- Initial Considerations
- You can only move from higher elevations to lower elevations.
- directed graph
- Lots of goals.
- Bundling around cost 0? - One Goal.
- One to all Dijkstra method from each goal?
- Let’s do the latter, and if not, let’s do the former.
- Consideration complete
- You can only move from higher elevations to lower elevations.
- mounting
- If we were to do the Dijkstra method anyway, the additional man-hours to implement the former would not be significant, so we decided there was no advantage to doing the latter.

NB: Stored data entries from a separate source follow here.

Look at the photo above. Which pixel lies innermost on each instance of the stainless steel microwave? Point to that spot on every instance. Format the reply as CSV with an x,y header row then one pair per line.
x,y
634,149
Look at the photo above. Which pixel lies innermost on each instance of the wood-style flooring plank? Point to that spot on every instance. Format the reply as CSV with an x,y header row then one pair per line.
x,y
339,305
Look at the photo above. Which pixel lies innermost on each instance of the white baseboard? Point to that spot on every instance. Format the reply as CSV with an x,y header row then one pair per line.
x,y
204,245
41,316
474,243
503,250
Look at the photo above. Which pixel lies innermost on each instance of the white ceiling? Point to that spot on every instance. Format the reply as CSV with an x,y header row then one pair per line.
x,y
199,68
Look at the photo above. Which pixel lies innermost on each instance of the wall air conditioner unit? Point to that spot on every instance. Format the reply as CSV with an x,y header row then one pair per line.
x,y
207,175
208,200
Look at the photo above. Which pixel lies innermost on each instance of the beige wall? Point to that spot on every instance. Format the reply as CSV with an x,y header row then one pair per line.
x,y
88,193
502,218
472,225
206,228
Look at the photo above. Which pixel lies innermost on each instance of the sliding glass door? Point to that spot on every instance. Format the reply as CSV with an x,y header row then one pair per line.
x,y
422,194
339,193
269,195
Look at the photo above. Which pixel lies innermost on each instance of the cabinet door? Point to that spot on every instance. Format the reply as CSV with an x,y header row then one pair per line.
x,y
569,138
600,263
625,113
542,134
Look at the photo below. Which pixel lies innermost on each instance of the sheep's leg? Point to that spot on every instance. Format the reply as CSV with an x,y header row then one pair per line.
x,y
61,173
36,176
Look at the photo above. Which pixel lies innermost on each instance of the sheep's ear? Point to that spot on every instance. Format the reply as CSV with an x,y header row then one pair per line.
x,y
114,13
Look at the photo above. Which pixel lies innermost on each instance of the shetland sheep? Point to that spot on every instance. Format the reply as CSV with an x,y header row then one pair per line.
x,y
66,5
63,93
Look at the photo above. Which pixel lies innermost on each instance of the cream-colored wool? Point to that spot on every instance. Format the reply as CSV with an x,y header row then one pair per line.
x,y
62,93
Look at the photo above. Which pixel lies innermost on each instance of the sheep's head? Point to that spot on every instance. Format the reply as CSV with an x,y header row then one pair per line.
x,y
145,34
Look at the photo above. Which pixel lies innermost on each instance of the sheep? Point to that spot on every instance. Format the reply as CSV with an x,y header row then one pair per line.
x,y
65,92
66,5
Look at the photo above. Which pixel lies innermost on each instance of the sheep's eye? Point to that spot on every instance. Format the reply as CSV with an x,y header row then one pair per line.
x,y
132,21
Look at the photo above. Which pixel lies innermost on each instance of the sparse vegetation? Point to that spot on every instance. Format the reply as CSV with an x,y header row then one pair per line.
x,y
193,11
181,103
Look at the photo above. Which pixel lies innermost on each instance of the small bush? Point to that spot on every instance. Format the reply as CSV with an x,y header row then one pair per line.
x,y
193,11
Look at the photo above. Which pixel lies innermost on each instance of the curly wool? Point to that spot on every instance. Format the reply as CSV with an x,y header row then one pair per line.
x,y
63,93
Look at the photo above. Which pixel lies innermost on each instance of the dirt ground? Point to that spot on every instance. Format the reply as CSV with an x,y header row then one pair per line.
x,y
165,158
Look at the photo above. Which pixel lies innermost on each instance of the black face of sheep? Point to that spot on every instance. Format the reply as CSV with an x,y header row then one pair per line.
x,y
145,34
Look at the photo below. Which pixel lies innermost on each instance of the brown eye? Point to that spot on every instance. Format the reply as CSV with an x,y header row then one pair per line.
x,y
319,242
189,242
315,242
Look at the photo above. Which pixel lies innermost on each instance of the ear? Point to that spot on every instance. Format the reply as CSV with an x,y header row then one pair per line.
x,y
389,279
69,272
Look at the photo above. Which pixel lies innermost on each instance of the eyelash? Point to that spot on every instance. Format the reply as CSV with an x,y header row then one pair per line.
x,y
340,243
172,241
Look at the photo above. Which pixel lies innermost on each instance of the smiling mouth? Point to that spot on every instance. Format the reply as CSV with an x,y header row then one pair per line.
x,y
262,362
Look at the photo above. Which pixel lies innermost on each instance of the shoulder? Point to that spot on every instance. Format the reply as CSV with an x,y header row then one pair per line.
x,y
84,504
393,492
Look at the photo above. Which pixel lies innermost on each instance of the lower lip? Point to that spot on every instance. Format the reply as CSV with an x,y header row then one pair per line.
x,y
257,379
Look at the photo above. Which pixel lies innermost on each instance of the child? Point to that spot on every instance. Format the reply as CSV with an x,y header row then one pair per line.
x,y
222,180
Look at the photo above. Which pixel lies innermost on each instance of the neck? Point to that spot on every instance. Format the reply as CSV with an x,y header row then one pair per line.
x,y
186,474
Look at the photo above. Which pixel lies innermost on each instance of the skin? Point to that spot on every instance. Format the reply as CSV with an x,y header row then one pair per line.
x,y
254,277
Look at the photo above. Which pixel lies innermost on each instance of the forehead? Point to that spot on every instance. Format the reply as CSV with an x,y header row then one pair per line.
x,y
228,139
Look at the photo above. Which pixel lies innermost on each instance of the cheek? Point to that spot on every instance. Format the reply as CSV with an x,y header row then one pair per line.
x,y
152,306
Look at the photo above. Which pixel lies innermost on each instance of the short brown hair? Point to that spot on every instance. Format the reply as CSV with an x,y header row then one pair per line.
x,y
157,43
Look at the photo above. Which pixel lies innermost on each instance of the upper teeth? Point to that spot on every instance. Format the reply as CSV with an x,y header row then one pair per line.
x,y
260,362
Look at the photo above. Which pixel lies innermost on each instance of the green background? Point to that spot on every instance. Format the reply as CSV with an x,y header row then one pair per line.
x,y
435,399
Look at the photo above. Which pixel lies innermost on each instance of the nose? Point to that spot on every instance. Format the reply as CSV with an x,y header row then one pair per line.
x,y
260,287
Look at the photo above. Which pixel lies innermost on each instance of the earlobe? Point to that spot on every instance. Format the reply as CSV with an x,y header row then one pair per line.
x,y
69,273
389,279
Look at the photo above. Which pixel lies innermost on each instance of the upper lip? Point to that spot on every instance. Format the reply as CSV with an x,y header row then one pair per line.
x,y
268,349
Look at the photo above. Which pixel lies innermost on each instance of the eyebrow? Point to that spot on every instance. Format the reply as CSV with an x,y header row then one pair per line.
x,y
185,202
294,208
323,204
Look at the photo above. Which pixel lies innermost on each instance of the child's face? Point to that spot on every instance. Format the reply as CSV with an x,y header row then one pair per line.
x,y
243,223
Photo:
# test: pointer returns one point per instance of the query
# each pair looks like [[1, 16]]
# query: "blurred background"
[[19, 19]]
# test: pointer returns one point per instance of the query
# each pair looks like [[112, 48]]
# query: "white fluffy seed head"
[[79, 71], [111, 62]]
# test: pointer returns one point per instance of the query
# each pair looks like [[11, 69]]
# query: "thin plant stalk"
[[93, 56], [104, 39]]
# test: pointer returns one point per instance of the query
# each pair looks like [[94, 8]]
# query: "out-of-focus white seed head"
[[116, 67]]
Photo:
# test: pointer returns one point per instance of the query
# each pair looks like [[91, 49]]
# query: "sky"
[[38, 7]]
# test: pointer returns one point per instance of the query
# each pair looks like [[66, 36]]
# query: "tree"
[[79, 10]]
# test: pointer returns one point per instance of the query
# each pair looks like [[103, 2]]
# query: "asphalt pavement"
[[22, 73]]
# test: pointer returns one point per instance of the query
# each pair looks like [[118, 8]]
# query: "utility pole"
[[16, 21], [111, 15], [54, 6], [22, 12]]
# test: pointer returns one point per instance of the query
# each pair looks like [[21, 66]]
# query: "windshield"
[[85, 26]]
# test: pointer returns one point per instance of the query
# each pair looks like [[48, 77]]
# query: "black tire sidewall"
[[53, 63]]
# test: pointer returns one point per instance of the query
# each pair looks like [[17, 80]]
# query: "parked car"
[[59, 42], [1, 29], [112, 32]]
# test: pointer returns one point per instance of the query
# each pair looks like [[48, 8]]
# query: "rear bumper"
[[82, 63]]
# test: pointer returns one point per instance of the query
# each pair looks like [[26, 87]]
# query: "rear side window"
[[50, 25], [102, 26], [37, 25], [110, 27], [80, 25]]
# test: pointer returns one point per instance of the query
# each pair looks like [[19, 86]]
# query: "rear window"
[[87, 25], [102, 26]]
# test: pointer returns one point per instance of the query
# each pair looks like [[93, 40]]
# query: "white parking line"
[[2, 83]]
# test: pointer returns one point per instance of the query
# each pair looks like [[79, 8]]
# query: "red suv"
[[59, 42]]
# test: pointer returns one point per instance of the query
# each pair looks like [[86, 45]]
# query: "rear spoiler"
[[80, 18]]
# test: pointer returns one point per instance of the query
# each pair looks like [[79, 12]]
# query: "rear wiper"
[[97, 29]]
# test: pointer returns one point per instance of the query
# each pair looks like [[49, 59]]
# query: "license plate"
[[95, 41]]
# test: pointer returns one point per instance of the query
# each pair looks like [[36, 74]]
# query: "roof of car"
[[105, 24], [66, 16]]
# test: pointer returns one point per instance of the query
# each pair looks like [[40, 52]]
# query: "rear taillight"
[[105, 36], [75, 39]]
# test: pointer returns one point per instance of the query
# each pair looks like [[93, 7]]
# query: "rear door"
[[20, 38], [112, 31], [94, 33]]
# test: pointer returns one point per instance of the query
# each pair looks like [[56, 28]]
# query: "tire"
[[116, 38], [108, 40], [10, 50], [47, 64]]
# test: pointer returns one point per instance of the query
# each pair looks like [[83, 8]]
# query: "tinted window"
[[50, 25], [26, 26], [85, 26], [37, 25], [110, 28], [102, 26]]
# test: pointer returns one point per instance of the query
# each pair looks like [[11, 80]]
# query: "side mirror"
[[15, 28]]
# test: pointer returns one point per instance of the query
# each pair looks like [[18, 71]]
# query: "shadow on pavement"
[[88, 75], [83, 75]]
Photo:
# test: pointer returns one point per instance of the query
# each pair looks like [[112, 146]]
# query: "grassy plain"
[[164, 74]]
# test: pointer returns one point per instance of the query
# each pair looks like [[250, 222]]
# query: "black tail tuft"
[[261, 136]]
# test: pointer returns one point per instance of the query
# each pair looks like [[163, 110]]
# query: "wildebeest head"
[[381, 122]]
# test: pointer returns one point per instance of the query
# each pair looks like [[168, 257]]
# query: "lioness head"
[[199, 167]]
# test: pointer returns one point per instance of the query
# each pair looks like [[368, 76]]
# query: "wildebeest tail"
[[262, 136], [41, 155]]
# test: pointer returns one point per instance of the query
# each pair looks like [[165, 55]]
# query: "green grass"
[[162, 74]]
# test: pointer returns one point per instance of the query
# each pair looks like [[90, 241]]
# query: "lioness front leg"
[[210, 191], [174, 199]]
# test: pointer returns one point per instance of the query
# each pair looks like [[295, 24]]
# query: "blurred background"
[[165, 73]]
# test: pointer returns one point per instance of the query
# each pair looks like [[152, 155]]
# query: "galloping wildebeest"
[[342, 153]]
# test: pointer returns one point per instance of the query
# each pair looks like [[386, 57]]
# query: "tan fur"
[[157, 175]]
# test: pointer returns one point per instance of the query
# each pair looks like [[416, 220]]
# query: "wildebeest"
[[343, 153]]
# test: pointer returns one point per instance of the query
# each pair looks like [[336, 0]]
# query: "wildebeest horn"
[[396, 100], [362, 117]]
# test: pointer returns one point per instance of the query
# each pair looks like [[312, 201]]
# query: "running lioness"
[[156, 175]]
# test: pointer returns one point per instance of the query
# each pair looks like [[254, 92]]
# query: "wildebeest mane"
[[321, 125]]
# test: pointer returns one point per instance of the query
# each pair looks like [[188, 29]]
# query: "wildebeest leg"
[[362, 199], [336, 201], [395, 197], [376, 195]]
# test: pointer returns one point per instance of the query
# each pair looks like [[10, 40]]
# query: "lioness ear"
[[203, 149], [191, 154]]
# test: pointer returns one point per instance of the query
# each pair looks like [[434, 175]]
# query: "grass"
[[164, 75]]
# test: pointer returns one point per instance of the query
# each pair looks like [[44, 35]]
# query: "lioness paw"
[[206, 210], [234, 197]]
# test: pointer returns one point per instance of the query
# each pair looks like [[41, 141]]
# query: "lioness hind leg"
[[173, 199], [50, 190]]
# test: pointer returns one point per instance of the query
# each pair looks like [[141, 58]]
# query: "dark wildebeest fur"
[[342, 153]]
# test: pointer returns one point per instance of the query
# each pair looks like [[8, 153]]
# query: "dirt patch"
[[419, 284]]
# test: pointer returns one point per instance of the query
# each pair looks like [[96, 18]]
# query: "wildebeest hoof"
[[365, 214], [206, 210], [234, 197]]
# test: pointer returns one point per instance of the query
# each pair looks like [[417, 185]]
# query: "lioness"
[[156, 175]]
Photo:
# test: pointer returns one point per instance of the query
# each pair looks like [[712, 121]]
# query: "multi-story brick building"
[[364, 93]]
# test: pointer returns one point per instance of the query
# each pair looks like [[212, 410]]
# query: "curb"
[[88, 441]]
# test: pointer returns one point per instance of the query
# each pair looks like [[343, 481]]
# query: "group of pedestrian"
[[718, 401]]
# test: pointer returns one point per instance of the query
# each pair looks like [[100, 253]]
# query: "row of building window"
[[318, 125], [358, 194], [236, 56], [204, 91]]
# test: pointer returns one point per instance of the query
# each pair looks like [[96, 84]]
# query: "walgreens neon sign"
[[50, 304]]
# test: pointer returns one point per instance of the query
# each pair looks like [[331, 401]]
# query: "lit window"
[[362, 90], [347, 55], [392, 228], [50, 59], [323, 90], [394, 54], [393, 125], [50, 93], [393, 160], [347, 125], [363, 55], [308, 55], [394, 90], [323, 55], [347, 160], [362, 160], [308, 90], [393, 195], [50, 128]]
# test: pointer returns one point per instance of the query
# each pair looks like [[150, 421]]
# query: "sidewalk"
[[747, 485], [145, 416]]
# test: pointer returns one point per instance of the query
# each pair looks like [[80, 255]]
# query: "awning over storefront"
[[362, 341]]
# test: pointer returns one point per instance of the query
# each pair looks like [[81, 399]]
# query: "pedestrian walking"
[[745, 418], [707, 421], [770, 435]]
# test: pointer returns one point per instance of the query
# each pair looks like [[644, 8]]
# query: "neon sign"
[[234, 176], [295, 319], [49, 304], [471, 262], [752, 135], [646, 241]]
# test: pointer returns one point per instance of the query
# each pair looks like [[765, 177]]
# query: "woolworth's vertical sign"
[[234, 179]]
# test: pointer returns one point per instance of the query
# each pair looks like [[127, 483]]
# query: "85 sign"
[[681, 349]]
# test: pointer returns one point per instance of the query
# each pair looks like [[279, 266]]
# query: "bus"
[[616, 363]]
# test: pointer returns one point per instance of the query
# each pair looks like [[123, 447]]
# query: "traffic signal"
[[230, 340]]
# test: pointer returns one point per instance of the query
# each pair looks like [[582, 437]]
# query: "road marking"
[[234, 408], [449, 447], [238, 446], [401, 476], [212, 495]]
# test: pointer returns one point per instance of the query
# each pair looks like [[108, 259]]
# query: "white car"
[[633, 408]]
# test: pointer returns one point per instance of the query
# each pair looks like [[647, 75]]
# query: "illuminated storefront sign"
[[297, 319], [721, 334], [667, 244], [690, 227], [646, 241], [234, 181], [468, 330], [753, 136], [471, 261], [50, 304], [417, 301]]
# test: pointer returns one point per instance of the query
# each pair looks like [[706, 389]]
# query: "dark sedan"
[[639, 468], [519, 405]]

- Additional code to implement the former :
(1).
- AC python
def solve(N, M, K, HS, CS, ABS):
from collections import defaultdict
edges = defaultdict(dict)
for i in range(M):
frm, to = ABS[i]
frm -= 1
to -= 1
if HS[frm] < HS[to]:
to, frm = frm, to
# reversed edge
edges[to][frm] = 1
goal = N
for c in CS:
edges[goal][c - 1] = 0 # (1)
distances = one_to_all(goal, N + 1, edges)
INF = 9223372036854775807
for i in range(N):
d = distances[i]
if d == INF:
d = -1
print(d)
This page is auto-translated from /nishio/PAST5I using DeepL. If you looks something interesting but the auto-translated English is not good enough to understand it, feel free to let me know at @nishio_en. I’m very happy to spread my thought to non-Japanese readers.